Ever since Adam disobeyed God, sin and death have been in the world, messing things up through a great number of ways.  How are we ever to get clean after being polluted by death and sin for such a long time?  Paul writes,

For if, by the trespass of the one man, death reigned through that one man, how much more will those who receive God’s abundant provision of grace and the gift of righteousness reign in the life through the one man, Jesus Christ.

Consequently, just as the result of one trespass was condemnation for all men, so also the result of one act of righteousness was justification that brings life for all men.  For just as through the disobedience of the one man the many were made sinners, so also through the obedience of the one man the many will be made righteous (Romans 5:17-19).
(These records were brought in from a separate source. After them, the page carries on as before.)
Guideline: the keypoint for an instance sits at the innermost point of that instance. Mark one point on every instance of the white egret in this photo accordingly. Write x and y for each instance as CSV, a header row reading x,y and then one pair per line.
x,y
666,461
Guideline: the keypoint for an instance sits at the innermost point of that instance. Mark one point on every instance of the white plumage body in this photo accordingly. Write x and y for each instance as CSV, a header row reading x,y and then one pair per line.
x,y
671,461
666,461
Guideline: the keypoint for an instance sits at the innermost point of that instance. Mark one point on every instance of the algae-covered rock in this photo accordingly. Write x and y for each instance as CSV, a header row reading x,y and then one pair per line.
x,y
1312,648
Since we were hopelessly lost through the sin of Adam and all of our personal sins, we were separated from God and ultimately doomed.  However, the Lord provided a way for us to be made clean through his son, Jesus Christ.
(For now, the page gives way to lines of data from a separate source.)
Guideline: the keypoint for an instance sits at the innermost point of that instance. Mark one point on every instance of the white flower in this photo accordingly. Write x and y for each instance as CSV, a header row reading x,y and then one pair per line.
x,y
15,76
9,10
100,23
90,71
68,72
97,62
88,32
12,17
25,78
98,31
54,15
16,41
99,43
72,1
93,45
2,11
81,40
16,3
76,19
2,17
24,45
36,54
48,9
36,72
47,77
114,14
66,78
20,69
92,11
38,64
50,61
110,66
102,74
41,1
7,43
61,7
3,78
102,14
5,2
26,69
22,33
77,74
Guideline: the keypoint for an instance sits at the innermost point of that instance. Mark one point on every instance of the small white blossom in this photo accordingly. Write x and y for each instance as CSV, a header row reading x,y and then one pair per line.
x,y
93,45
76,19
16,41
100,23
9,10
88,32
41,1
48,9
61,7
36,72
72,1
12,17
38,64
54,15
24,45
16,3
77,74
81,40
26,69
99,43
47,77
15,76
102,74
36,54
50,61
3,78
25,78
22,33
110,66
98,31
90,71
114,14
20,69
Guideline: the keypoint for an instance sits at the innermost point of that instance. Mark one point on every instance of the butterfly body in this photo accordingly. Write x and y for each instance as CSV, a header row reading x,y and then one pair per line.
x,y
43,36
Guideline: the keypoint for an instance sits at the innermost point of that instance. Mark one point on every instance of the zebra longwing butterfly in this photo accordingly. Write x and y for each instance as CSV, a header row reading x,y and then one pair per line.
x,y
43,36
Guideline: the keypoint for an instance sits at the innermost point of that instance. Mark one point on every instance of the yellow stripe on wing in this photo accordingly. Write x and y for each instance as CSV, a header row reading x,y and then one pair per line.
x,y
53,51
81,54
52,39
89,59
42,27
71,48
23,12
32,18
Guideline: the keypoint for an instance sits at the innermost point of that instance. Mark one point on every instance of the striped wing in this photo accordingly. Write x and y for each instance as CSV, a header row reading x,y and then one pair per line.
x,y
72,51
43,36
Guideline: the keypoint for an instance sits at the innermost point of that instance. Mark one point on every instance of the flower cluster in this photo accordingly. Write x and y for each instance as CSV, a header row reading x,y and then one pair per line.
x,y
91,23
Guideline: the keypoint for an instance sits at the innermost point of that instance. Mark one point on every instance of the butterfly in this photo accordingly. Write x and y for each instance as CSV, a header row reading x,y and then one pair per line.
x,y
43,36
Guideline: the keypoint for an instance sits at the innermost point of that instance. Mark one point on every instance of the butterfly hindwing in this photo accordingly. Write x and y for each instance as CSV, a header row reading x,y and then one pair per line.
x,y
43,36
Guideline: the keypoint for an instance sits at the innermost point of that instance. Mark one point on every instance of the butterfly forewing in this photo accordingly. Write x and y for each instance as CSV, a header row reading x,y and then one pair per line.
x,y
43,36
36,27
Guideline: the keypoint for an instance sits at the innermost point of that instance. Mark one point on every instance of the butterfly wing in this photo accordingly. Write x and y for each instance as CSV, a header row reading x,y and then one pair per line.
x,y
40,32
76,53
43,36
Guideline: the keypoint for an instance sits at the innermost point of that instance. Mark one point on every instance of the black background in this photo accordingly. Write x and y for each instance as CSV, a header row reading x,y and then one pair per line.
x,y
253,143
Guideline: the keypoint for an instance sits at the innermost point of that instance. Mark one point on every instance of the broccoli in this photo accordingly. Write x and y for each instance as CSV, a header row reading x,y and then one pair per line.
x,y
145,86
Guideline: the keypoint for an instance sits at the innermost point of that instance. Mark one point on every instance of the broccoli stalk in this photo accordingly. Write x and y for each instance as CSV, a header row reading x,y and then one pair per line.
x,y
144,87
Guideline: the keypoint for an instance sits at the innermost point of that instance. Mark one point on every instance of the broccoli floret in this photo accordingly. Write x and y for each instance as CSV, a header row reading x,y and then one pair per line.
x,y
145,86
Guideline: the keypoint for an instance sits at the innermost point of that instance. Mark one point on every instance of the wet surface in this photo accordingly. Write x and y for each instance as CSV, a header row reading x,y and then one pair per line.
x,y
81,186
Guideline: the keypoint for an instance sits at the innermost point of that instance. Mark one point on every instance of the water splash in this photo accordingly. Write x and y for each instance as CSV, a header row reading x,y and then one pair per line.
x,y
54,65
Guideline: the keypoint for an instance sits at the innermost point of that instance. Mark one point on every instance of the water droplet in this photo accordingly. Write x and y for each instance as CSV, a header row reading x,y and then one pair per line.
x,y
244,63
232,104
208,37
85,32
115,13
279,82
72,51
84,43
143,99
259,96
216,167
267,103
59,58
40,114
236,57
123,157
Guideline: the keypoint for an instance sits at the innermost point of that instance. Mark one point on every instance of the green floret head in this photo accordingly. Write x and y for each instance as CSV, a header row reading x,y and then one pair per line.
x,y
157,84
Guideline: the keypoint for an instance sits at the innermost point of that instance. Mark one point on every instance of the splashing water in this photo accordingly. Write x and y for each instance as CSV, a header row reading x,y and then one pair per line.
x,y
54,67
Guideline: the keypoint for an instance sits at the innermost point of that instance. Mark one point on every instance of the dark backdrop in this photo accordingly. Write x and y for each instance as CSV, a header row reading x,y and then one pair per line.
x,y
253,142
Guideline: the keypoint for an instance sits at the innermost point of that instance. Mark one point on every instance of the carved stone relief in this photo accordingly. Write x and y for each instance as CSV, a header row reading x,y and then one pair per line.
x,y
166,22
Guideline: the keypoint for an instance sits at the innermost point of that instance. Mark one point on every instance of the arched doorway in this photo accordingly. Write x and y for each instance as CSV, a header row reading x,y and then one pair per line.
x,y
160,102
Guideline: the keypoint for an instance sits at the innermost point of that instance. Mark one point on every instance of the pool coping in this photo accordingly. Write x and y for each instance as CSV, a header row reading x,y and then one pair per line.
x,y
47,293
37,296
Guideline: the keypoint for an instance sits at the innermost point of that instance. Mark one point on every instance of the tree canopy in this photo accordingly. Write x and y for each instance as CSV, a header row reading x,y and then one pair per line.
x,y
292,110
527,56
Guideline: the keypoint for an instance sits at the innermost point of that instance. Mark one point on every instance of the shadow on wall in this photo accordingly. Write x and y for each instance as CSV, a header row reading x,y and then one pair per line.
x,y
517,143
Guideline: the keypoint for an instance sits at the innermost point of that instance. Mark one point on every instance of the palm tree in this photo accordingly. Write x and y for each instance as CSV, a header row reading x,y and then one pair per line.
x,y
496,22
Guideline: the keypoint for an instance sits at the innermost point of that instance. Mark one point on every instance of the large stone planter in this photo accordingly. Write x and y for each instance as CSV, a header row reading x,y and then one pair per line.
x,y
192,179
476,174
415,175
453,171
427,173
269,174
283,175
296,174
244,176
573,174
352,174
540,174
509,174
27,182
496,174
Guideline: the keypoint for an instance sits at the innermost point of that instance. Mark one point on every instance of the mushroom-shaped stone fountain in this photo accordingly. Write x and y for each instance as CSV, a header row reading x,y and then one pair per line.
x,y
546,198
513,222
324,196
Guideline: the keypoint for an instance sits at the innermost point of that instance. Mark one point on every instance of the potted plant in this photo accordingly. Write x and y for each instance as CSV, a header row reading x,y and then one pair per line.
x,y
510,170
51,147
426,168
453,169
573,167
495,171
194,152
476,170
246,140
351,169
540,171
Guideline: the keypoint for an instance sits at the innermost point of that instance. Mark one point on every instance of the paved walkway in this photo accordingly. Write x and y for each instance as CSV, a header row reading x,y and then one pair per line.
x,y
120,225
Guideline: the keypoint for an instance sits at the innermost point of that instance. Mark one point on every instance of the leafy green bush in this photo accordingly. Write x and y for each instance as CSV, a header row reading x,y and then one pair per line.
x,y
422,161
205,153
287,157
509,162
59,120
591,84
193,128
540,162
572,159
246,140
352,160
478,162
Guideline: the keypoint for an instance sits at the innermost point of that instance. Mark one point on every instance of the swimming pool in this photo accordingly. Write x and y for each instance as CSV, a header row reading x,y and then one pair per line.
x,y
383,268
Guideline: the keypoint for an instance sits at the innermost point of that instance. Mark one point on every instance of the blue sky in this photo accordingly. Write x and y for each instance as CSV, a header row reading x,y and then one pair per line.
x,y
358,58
Alright, now we start to wander into heretical territory.

By chanting the names of the lord and you’ll be free,
The lord is awaiting on you all to awaken and see.
Chanting the name of the lord and you’ll be free,
The lord is awaiting on you all to awaken and see.

The chorus is the only part of the song that isn’t entirely on par with Paul’s teachings.  However, even while being off, George isn’t too far off of probably the most important message in all of Romans.  Mr. Harrison says that to be cleaned of the filth of the world we should chant the names of the “lord.”  Now for George this was part of his meditation, to literally chant the names of his god.  However, for us, we have one God in three parts, Father, Son, and Holy Spirit.  Paul tells us that through the name of Jesus we can find salvation from our sins,

…That if you confess with your mouth, “Jesus is Lord,” and believe in your heart that God raised him from the dead, you will be saved.  For it is with your heart that you believe and are justified, and it is with your mouth that you confess and are saved (Romans 10:9-10).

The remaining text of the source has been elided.